Officials acknowledged on Friday that the destruction of evidence like videotaped interrogations could raise questions about whether the Central Intelligence Agency was seeking to hide evidence of coercion. A review of records in military tribunals indicates that five lower-level detainees at Guantánamo were initially charged with offenses based on information that was provided by or related to Mr. Zubaydah. Lawyers for these detainees could argue that they needed the tapes to determine what, if anything, Mr. Zubaydah had said about them.
Mr. Zubaydah and another terrorism suspect, Abd al-Rahim al-Nashiri, who is said to be the chief planner of the 2000 attack on the Navy destroyer Cole, are the only suspected Qaeda figures identified so far as the subjects of interrogations recorded on the destroyed tapes.

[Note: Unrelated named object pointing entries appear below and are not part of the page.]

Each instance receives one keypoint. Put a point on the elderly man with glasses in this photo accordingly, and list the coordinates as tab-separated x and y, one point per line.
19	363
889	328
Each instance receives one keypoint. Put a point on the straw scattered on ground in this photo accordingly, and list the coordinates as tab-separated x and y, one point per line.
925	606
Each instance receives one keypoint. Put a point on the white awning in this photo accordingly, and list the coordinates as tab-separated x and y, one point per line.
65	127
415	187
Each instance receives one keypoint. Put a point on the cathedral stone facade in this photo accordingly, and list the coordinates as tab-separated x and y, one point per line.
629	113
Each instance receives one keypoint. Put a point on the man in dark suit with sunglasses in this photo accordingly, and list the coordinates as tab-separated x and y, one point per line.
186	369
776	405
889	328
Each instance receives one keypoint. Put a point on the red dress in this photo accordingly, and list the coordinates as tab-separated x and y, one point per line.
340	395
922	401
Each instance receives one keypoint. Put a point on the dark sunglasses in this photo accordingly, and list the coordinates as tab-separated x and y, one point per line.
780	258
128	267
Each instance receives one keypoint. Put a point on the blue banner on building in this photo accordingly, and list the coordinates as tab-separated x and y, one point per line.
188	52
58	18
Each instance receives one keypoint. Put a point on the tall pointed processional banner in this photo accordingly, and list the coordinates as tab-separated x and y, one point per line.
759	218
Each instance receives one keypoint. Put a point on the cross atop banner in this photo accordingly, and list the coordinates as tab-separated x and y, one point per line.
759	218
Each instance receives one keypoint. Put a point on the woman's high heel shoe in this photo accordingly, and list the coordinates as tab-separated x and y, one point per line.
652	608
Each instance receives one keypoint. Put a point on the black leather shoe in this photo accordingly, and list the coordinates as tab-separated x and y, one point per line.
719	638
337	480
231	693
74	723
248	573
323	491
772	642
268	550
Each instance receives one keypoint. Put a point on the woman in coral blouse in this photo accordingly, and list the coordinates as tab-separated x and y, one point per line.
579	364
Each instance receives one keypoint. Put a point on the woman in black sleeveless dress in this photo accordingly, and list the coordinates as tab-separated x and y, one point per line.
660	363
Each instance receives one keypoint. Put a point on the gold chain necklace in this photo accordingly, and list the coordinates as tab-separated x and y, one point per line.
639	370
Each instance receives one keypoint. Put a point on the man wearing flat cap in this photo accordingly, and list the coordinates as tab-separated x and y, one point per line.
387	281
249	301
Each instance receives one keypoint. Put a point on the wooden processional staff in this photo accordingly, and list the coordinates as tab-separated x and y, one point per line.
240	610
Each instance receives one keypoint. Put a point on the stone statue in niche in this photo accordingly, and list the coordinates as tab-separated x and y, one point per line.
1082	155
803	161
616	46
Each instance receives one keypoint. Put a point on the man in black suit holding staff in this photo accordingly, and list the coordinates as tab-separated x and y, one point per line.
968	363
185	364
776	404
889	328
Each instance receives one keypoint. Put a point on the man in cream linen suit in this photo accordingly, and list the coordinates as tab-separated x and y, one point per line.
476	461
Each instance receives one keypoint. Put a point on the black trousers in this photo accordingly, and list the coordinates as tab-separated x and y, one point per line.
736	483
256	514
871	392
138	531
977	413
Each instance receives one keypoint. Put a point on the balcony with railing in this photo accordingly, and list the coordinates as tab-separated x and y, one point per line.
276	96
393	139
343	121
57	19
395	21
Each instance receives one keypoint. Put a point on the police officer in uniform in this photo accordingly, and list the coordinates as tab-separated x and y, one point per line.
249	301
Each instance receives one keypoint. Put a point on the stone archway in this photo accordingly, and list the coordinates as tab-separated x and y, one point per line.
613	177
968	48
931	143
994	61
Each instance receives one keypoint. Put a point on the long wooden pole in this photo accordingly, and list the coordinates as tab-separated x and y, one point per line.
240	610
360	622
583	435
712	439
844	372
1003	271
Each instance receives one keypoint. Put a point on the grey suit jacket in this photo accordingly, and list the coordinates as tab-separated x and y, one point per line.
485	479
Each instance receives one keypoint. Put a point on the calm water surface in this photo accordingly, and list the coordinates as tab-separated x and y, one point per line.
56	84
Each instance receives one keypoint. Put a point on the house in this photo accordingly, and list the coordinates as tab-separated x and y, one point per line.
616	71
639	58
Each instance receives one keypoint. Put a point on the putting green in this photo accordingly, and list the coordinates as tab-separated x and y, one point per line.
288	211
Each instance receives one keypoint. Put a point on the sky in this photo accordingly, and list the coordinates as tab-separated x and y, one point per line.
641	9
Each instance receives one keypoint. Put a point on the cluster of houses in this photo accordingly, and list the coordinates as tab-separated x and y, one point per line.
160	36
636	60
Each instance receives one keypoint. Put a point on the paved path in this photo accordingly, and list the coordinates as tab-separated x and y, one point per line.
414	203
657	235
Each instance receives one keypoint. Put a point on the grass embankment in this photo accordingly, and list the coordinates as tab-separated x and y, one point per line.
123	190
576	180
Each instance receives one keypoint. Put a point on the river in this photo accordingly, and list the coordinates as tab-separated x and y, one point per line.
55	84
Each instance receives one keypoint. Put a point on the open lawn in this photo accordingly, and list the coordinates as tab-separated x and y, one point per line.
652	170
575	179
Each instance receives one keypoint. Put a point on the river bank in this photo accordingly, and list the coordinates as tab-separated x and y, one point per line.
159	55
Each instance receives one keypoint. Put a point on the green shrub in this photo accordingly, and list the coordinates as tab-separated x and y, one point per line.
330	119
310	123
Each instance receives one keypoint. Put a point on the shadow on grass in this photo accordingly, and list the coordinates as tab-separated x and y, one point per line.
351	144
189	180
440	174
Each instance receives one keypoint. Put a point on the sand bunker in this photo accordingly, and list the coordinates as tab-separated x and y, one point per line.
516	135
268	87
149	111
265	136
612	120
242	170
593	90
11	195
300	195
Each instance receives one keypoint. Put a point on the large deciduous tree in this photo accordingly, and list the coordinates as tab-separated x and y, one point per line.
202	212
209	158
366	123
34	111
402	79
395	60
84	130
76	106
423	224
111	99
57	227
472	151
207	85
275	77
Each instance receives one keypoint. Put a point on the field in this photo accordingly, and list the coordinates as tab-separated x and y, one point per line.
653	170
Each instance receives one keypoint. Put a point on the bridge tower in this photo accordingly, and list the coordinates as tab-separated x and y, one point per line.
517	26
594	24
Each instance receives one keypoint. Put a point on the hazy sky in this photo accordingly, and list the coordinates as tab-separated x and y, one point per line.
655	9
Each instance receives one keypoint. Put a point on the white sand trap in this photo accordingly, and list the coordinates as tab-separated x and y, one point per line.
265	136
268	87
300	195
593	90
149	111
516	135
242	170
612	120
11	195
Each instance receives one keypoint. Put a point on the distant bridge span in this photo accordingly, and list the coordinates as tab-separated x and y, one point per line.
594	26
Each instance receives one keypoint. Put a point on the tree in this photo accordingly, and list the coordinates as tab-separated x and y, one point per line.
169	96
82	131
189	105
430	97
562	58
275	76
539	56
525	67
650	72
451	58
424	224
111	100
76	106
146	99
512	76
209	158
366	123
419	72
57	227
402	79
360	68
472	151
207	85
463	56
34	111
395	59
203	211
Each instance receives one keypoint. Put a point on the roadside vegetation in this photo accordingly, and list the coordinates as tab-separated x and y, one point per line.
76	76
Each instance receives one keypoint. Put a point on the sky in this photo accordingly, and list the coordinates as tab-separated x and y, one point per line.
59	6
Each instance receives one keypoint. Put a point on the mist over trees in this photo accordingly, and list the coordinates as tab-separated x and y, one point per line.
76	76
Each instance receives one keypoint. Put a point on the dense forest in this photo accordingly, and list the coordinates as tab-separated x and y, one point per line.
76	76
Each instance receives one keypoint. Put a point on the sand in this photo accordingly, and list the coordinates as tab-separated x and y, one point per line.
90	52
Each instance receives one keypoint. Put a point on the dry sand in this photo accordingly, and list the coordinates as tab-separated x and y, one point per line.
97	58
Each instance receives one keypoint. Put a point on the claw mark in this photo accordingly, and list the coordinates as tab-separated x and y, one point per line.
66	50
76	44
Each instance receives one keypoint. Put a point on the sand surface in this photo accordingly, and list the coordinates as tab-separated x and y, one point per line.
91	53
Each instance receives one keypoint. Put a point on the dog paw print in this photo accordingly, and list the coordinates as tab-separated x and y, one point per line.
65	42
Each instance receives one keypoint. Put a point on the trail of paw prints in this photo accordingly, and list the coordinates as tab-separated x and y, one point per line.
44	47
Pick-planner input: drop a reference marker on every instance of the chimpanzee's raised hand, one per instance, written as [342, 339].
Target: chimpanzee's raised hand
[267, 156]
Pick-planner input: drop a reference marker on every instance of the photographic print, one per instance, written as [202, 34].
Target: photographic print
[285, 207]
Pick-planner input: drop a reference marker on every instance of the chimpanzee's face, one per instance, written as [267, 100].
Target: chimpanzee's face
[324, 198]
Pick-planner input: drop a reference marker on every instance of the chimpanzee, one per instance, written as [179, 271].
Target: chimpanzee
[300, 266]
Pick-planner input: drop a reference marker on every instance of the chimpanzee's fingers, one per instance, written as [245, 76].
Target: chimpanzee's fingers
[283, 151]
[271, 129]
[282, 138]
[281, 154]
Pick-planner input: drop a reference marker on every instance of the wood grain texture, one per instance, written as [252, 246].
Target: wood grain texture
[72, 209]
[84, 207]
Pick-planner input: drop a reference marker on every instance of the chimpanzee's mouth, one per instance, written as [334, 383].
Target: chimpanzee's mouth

The destruction of the tapes has ignited a Congressional furor and provoked demands for a Justice Department inquiry, but it has also focused attention on the case of Mr. Zubaydah, who was captured in March 2002. As one of the first close associates of Osama bin Laden to be caught after the 9/11 attacks, Mr. Zubaydah became a test case on which the C.I.A. built and then adjusted its program of aggressive interrogations and overseas secret jails in the years that followed.
Current and former intelligence officials have said that Mr. Zubaydah was subjected to coercive techniques by C.I.A. interrogators even before the Justice Department issued a formal, classified legal opinion in August 2002, declaring that the coercive techniques did not constitute torture.
It is not known whether the videotape depicting Mr. Zubaydah’s interrogation preceded the 2002 opinion, nor is it known what acts were depicted on the tapes. Gen. Michael V. Hayden, the C.I.A. director, said in a statement on Thursday that the tapes were intended as an “internal check on the program in its early stages,” despite what he called “the great care taken and detailed preparations made.”
But the destruction of the tapes in 2005 appeared to reflect what former and current intelligence officials have described as longstanding worries about the legality of its interrogation practices and the possible legal jeopardy for any employees who engaged in the program and the managers who supervised them.